A moça foi examinada por uma médica, um pouco contra sua vontade, mas espetaram-lhe a peta, que apenas se queriam certificar que estava bem... Não havia sinais de ter havido qualquer actividade sexual. Os pais haviam esperado por ela a noite quase toda e como não viesse, em pânico vieram pedir auxílio à polícia. Alguém os vira na praia e foi rápido encontrá-los. O homem não ofereceu qualquer resistência, parecia tranquilo, pacifíco. Sempre que o seu olhar encontrava o dela sorria. Ela chorosa, parecia mais tranquila quando os seus olhos se encontravam. Parecia... Rídiculo como possa parecer, parecia como se fosse pai e filha.
Mas o interrgatório do homem revelaria coisas mais surpreendentes.
-- Então está desempregado?
-- Sim, estou...
-- Há quanto tempo?
-- Desde Maio.
-- Há quanto tempo conhecia a moça?
-- Não sei bem, algumas semanas, sou mau para datas.
-- O que queria da moça?
-- Amizade. Falar um pouco... Mostrar-lhe que há razões para ter esperança no futuro.
Nesta fase o sargento riu-se e o homem perguntou:
-- Não acredita que o futuro pode ser bom?
O sargento foi apanhado de surpresa e rugiu, não estava muito habituado a responder:
-- Que é que tem o que eu acredito? Hein?
-- Pois... Por certo que não tenho nada. É uma pena!
-- É uma pena porquê? -- disse o sargento em tom ameaçador.
-- São essas atitudes, que levam moças boas como esta a querer atirar-se ao mar.
Aquilo bateu no sargento mais forte que um murro no estomâgo. O sargento tinha duas filhas e uma em breve faria 17 anos.
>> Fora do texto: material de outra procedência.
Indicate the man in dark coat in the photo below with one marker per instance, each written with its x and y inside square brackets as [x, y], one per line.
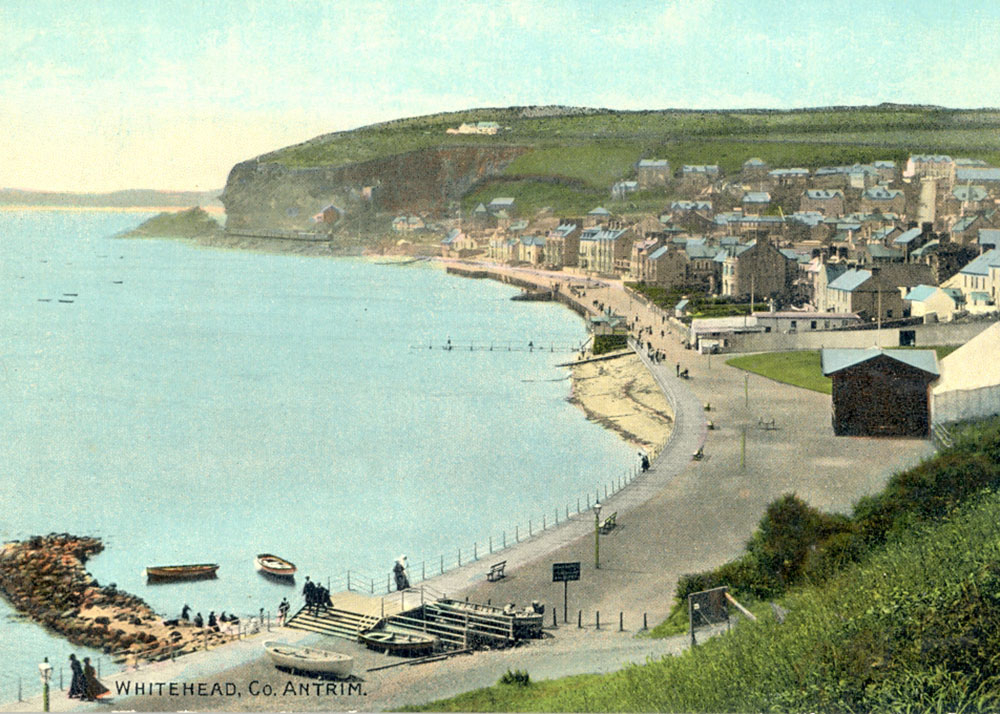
[309, 593]
[92, 686]
[77, 686]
Ficou paralisado por instantes, para digerir a força das palavras ou talvez para tomar folêgo e voltou a rugir:
-- É como as tuas, que te aproveitas da inocência delas!
-- A única coisa de que me aproveitei, foi da oportunidade de dar.
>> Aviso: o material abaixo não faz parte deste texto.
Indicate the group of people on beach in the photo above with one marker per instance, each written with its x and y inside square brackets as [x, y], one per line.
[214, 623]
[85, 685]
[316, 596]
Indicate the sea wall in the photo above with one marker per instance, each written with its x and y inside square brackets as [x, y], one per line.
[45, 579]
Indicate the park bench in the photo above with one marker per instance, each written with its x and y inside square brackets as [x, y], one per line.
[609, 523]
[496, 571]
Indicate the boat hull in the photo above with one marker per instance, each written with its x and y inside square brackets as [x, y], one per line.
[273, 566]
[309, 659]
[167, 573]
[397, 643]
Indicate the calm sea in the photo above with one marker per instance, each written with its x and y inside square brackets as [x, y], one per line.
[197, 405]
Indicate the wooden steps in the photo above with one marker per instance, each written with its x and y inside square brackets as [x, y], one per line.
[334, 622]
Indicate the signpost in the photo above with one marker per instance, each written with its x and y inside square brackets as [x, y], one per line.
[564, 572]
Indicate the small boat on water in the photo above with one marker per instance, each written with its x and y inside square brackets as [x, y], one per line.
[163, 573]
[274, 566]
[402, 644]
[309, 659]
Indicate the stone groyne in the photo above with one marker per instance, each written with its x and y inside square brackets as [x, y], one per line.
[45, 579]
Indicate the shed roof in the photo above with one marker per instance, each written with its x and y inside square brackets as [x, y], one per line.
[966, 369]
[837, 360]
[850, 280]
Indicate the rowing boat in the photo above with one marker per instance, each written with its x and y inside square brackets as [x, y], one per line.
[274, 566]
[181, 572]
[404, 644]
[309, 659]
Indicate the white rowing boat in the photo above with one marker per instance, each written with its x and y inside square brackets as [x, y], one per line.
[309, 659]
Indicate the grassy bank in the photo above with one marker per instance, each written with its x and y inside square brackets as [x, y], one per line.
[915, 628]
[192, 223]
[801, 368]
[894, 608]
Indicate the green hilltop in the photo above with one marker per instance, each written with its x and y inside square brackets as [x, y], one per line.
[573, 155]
O sargento riu com cinismo. Lidara demasiado com malfeitores e criminosos para acreditar em almas boas.
-- Querem lá ver! És um um santo, o Cristo em pessoa!
-- Se o seguissem o mundo seria melhor.
-- Deixa-te de merdas! A moça teve foi sorte! Sabe-se lá o que lhe ías fazer!
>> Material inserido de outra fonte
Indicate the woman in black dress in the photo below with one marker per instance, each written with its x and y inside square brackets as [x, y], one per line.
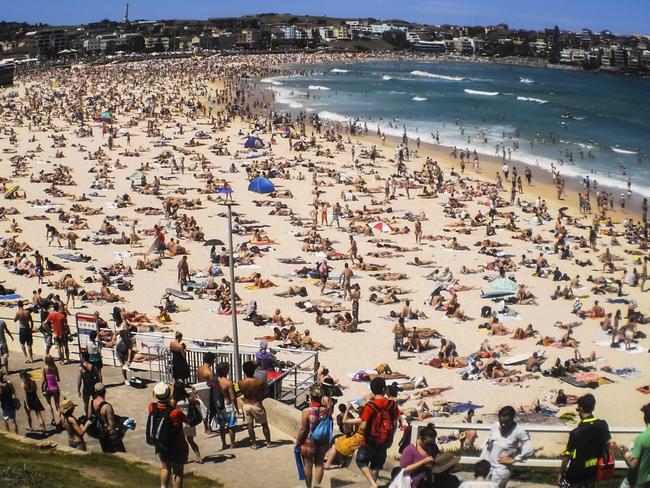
[32, 403]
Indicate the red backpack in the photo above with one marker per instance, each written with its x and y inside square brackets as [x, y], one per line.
[381, 426]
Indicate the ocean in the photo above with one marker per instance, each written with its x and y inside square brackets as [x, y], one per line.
[580, 123]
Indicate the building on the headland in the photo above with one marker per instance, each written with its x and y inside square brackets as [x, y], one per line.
[7, 69]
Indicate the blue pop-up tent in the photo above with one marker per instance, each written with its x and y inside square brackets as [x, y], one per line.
[261, 185]
[253, 143]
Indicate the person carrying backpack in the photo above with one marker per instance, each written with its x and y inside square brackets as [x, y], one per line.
[314, 436]
[87, 378]
[165, 433]
[379, 421]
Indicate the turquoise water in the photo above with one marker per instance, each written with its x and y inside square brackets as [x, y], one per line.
[580, 123]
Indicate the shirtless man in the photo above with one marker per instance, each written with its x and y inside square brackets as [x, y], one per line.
[252, 390]
[26, 328]
[346, 277]
[204, 373]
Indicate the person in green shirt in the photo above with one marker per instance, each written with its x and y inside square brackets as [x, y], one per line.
[638, 459]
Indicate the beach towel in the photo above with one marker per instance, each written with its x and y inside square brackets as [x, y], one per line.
[11, 296]
[627, 373]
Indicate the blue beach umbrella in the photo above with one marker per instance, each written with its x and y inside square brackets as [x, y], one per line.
[261, 185]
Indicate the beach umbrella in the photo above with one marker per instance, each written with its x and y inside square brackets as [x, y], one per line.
[380, 226]
[299, 466]
[253, 143]
[261, 185]
[500, 287]
[213, 242]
-- Sargento, ela é maior. Podia fazer sexo com ela, que não era crime. Mas não fiz. E sabe que mais sargento? Se fizessemos mais amor, mais entrega, se praticassemos mais o dar este mundo seria bem melhor!
O sargento explodiu em fúria, era noite, o dia fora aterrador, estava cansado de tanto mal no mundo e queria libertar-se daquela ansiedade que o sufocava lentamente naquela salinha de interrogatório. Virou-se de repente e deu um murro na mesa para assustar o homem, mas este estendera os braços e o murro do sargento acertou-lhe na mão. O homem gemeu de dor, e a mão começou a ficar inchada e negra.
O sargento chamou de imediato alguém:
-- Depressa uma toalha com água fria...
Virou-se para o homem e disse seco:
-- Desculpe.
O homem sorriu-lhe e disse:
-- Não faz mal, sei que foi sem intenção... Aliás dentro de dois minutos já está bem...
O sargento amoleceu e com ar realmente preocupado disse:
-- Deixe-me ver...
E para espanto a mão não tinha nada, visivelmente nada!
-- Quem é você?! -- perguntou o sargento com medo da resposta.
-- Eu sou a utopia.
O homem levantou-se e saiu pela porta fechada.